Let's define $$ f(x) = \sum\limits_{k=1}^{\infty} \sigma_1(k) x^k, \quad \text{where } \sigma_1(k) = \sum\limits_{d|k}d $$
Is there a way to approach the root $x_0$ of this series, where $-1 < x_0 < 0$ ? I tried to squeeze it and using geometric series, but its too far away.
On
With the help of Mathematica I defined $$f(x)=\sum _{k=1}^{1000} \sigma _1(k) x^k$$ then I applied the Newton's method starting from $x_0=-0.411248$
$$x_{n+1}=x_n-\frac{f(x_n)}{f'(x_n)}$$
$$ \begin{array}{r|l} n &x_n\\ \hline 0 &-0.411248\\ 1 &-0.4112484791789996\\ 2 &-0.4112484791779548\\ 3 &-0.4112484791779548\\ 4 &-0.4112484791779547\\ 5 &-0.4112484791779548\\ \end{array} $$
bonus
Define Pochhammer symbol $$Poch(q)=\prod _{k=0}^{\infty } \left(1-q^{k+1}\right)$$ The root of $Poch'(q)$ in the interval $(-1,0)$ is the same as the root of $\sum _{k=1}^{\infty} \sigma _1(k) x^k$ in the same interval.
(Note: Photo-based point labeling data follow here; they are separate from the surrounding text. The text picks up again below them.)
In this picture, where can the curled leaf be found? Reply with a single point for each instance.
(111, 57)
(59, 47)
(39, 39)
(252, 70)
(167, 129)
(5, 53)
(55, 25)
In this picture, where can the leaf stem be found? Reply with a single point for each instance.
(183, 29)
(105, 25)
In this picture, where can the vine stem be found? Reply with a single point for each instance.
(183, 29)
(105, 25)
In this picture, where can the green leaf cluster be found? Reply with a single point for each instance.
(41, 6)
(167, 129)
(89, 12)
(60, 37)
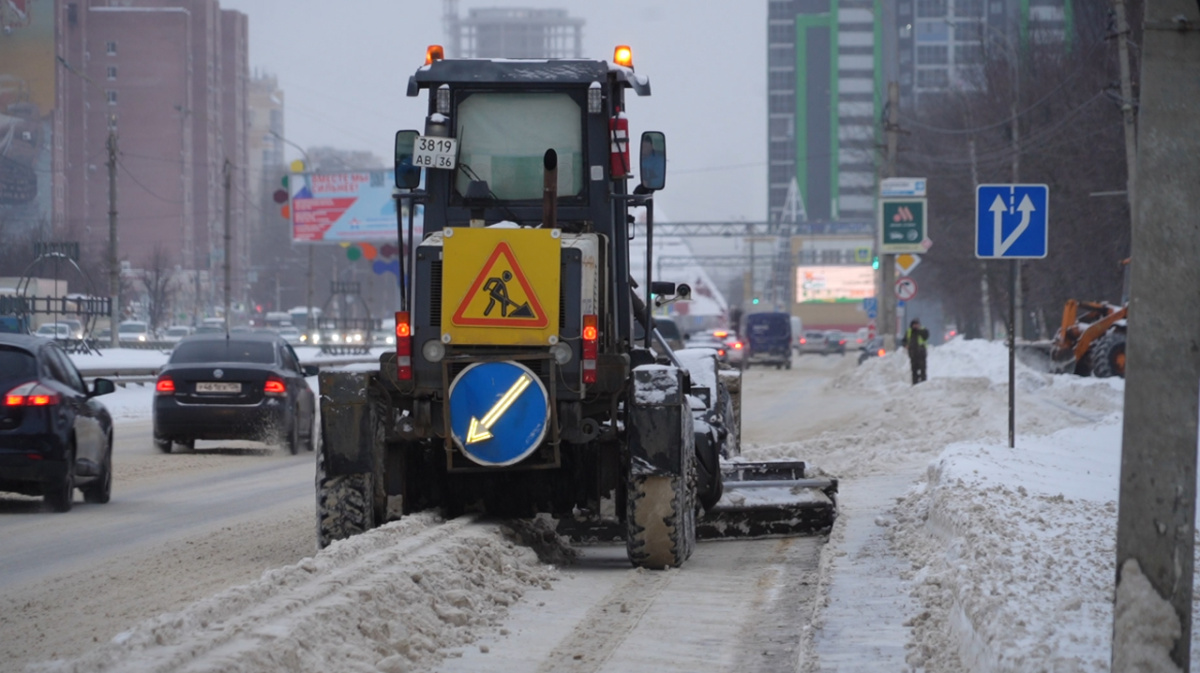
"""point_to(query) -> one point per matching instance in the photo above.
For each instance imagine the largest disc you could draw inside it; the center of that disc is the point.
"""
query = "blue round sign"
(498, 413)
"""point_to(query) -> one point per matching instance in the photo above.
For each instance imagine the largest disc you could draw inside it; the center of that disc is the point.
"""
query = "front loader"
(523, 380)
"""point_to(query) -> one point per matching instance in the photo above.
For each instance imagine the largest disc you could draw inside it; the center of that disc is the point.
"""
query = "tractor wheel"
(1108, 355)
(345, 504)
(661, 521)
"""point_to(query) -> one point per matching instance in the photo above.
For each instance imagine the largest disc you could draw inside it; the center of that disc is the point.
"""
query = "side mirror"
(101, 386)
(408, 176)
(653, 160)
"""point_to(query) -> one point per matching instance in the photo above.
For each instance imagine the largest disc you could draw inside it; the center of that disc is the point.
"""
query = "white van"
(133, 330)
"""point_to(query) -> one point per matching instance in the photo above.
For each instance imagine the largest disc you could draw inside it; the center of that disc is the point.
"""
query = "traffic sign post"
(903, 224)
(1012, 221)
(906, 288)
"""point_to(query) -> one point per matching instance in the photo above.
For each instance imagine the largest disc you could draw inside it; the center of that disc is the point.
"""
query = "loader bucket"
(769, 499)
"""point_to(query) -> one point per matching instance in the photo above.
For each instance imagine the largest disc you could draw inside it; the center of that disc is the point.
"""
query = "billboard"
(834, 283)
(345, 206)
(27, 108)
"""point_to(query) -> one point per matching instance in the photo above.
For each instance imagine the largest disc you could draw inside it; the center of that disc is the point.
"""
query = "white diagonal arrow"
(1026, 208)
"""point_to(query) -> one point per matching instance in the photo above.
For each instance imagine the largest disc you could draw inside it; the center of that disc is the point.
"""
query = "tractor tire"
(345, 505)
(661, 521)
(709, 486)
(1108, 355)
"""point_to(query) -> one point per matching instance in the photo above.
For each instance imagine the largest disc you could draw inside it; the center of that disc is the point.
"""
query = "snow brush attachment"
(769, 499)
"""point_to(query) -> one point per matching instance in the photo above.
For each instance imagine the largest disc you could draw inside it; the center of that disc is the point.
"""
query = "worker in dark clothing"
(915, 340)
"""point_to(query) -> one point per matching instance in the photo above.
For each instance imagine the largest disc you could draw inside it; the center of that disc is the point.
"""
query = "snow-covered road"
(952, 552)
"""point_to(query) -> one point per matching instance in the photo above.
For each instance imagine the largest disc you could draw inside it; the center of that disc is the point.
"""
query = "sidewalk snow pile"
(390, 600)
(1007, 553)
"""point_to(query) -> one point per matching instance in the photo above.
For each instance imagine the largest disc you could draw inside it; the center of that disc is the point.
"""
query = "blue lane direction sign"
(1012, 221)
(498, 413)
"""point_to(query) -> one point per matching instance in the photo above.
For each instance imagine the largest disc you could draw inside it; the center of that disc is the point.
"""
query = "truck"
(522, 380)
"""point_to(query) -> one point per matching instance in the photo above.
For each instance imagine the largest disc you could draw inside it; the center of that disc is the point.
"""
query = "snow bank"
(390, 600)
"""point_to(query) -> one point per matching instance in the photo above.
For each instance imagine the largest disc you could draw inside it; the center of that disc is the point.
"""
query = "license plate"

I truncated the sum at $n$ terms and applied three iterations of Newton's Method, starting at $x_0=-0.5$. Here are the results: $$ \left( \begin{array}{cc} 1 & 0 \\ 2 & -0.333384146341463 \\ 3 & 0.0961538461538462 \\ 4 & -0.397485670060330 \\ 5 & -0.500000000000000 \\ 6 & -0.407129807891880 \\ 7 & -0.420277540201558 \\ 8 & -0.409817509129324 \\ 9 & -0.413179097089750 \\ 10 & -0.411220988091159 \\ 11 & -0.411739696601906 \\ 12 & -0.411245203711637 \\ 13 & -0.411344738057402 \\ 14 & -0.411275353266776 \\ 15 & -0.411303377636828 \\ 16 & -0.411288790446980 \\ 17 & -0.411292174341874 \\ 18 & -0.411289268468018 \\ 19 & -0.411289851523367 \\ 20 & -0.411289380413744 \\ 21 & -0.411289515069802 \\ 22 & -0.411289460359527 \\ 23 & -0.411289472717242 \\ 24 & -0.411289463450467 \\ 25 & -0.411289464495063 \\ 26 & -0.411289464563588 \\ 27 & -0.411289464215141 \\ 28 & -0.411289464649207 \\ 29 & -0.411289464488793 \\ 30 & -0.411289464727583 \\ \end{array} \right) $$ Based on this, I would say with high certainty that the root satisfies $x_0\approx -0.41128946$.